INTEREST ONLY LOANS: With this type of loan the payments are all of interest, with the capital being repaid at the end of the period of borrowing by way of a variety of means, including: -
Endowment Loans: These are the most well-known 'deferred capital repayment' contracts, where a parallel endowment policy is in force and is assigned to the lender (either on a single or joint life basis). Monthly premiums are paid to a life assurance company to provide a guaranteed life cover for the period of the advance and an investment element designed to generate a tax free fund to repay the capital borrowed, and hopefully also to give a surplus to the borrower.
Most lenders will accept 'low cost endowment' policies, where premiums are level throughout the period of the loan, and most will accept 'low start, low cost endowment' policies, where premiums rise by equal amounts for the first five or ten years of the term, then level out for the remainder. In the long run this 'low start, low cost' alternative costs slightly more, it is designed usually for first time buyers with higher income expectation, but it can also be useful for business purchase where income is likely to grow year by year. However, the sale of new endowments is being actively discouraged as a result of poor historic investment performance.
ISA Loans: Individual Savings Accounts (ISAs) are an alternative to the endowment contract and simply represent another way of generating a tax free lump sum at the end of the term of the loan, which can be used to repay the capital sum at that stage. These are considered to be very tax efficient. Life cover should be taken out on all borrowers in addition to the contribution into the ISA. Not all lenders allow ISA loans.
Pension Loans: These are also a form of deferred capital repayment, where, in addition to the interest paid to the lender, contributions are made monthly into a pension plan sufficient to generate not only an annual pension but also a lump sum on retirement (at the chosen age to coincide with the repayment period) such that an agreed percentage of this lump sum can be used to repay the original amount borrowed. Life cover also has to be taken out on all borrowers although the pension arrangement is usually on only one life. This scheme, as well as providing for retirement, is very tax efficient in that the monthly contributions (up to certain Inland Revenue limits) qualify for tax relief.
If there are existing policies in force we can, wherever possible, include them in the new arrangements being made on your behalf. There is a duty of care to give best advice in this area and the company that we introduce you to will ensure that any arrangements that they make are the most appropriate in the circumstances.

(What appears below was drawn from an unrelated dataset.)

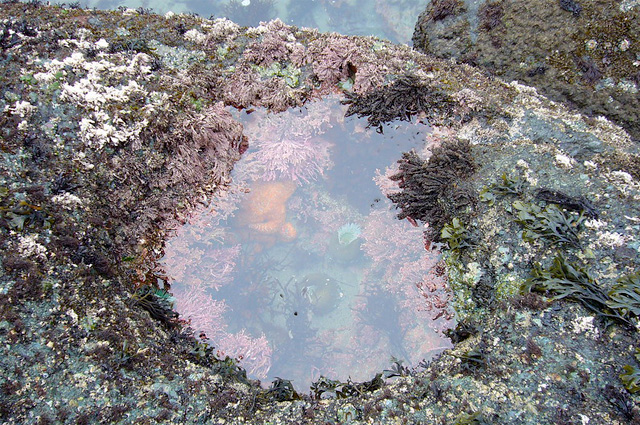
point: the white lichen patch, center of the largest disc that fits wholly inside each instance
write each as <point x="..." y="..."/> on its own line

True Interest Only Loans: Some lenders allow for interest to be paid during the period of borrowing without any tangible means of capital repayment at the end of the term. This may be because other assets are either to be sold or to be made available to allow repayment of the borrowing from a different source, or perhaps an inheritance is anticipated. In addition, a true interest only arrangement allows maximum flexibility for you to use any combination of the various contracts described above without there being any need for formal assignment to a lender. These options are rare on commercial borrowing.
Thus it will be seen that there are a wide variety of options, but perhaps not all of these will be available to you. We must emphasize that as far as life assurance and pension arrangements are concerned, we act merely as an introducer.